La carta decía: "Quiero contarte que mi corazón esta triste por el odio y la discriminación hacia los inmigrantes de este país”. También escribió: "Ellos son buenas personas. Saben trabajar en los campos cultivando naranjas, sandías, cebollas y muchos vegetales. Por lo tanto merecen salir de la oscuridad". En una entrevista concedida a la agencia AP, Sophie confesó tener miedo que deporten a sus padres: "Creo que tengo derecho a vivir con mis padres, a ser feliz. Mi padre trabaja muy duro todos los días en una fábrica de metal.

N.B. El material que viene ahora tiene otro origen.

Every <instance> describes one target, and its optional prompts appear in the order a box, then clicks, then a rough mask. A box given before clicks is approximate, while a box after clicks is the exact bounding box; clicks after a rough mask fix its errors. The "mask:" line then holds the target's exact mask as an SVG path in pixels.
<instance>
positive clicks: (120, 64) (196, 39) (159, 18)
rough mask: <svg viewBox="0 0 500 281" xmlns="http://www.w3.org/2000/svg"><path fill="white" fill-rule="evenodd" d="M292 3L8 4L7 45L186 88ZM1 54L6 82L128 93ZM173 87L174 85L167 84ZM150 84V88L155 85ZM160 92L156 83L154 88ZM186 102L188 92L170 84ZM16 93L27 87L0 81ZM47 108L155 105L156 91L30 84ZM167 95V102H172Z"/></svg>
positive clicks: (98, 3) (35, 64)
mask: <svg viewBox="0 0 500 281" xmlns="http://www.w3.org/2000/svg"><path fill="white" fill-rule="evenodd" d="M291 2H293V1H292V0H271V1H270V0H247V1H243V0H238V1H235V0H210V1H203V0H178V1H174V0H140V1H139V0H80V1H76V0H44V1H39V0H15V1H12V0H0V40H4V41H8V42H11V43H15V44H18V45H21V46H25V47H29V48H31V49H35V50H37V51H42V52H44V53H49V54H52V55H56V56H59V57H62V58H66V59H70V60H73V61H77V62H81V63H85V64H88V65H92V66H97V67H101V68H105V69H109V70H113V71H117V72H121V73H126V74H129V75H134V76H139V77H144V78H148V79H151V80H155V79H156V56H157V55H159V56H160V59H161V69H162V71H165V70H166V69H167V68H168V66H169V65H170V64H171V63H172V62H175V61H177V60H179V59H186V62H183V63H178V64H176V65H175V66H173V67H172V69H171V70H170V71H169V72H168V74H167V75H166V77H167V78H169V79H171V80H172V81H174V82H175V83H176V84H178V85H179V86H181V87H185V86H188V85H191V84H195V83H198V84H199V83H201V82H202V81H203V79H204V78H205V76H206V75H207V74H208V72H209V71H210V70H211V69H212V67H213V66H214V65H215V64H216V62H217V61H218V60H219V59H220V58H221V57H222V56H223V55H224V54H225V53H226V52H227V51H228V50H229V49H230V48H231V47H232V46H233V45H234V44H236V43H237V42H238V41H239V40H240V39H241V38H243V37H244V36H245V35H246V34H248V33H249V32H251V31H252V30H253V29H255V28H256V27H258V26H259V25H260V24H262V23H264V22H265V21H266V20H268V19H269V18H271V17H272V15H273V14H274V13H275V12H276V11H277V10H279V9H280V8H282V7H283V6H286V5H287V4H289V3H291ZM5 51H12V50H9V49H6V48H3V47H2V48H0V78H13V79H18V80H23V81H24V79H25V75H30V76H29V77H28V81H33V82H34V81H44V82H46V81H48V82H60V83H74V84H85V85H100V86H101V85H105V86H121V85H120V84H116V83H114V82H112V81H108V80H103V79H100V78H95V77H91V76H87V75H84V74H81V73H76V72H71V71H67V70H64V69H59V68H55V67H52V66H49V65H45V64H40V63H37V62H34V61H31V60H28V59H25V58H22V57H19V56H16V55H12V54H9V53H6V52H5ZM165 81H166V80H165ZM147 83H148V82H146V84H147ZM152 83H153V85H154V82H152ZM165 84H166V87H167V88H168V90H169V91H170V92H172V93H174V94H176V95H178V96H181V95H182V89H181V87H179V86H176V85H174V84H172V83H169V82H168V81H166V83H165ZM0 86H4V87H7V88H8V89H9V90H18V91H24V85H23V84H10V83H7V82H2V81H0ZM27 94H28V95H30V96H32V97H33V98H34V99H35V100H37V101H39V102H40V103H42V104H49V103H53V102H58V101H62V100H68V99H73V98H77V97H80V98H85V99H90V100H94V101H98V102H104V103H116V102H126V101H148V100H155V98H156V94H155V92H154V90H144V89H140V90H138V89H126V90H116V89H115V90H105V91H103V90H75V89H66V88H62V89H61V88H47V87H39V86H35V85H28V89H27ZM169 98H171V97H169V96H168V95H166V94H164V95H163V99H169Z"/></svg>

Todos los inmigrantes como mi padre se merecen vivir con dignidad, con respeto y se merecen una reforma migratoria".

Más allá de su mensaje, la imagen del Pontífice abrazándola recorre el mundo. Un momento de lo más emotivo en donde se ve a la pequeña de lo más cariñosa con el Papa Francisco, a quien no dudó en tomar del cuello y abrazar con toda la fuerza que una niña puede tener. Con este gesto que tomó a todos por sorpresa, el “Papa de la gente” volvió ser él, un hombre humilde que muestra con las acciones lo que dice con la palabra.

Ésta no es la primera vez que Francisco I detiene su marcha para saludar personalmente a personas que acuden a algún evento o celebración para verle. Siempre pendiente del prójimo, no duda en salirse de lo estipulado si alguien llama su atención. Recordemos que en varias oportunidades el Papa sorprendió a todos con estos gestos de cariño, sobre todos hacia enfermos y niños. En marzo de 2013 media hora antes de iniciar su pontificado, Francisco I recorrió la Plaza San Pedro para saludar a los miles de fieles que le aclamaban emocionados. En un momento pidió detener la marcha del vehículo, se bajó y caminó en dirección a un enfermo que se encontraba del otro lado de la barricada. El Papa lo bendijo y permaneció unos segundos hablando con él y su acompañante.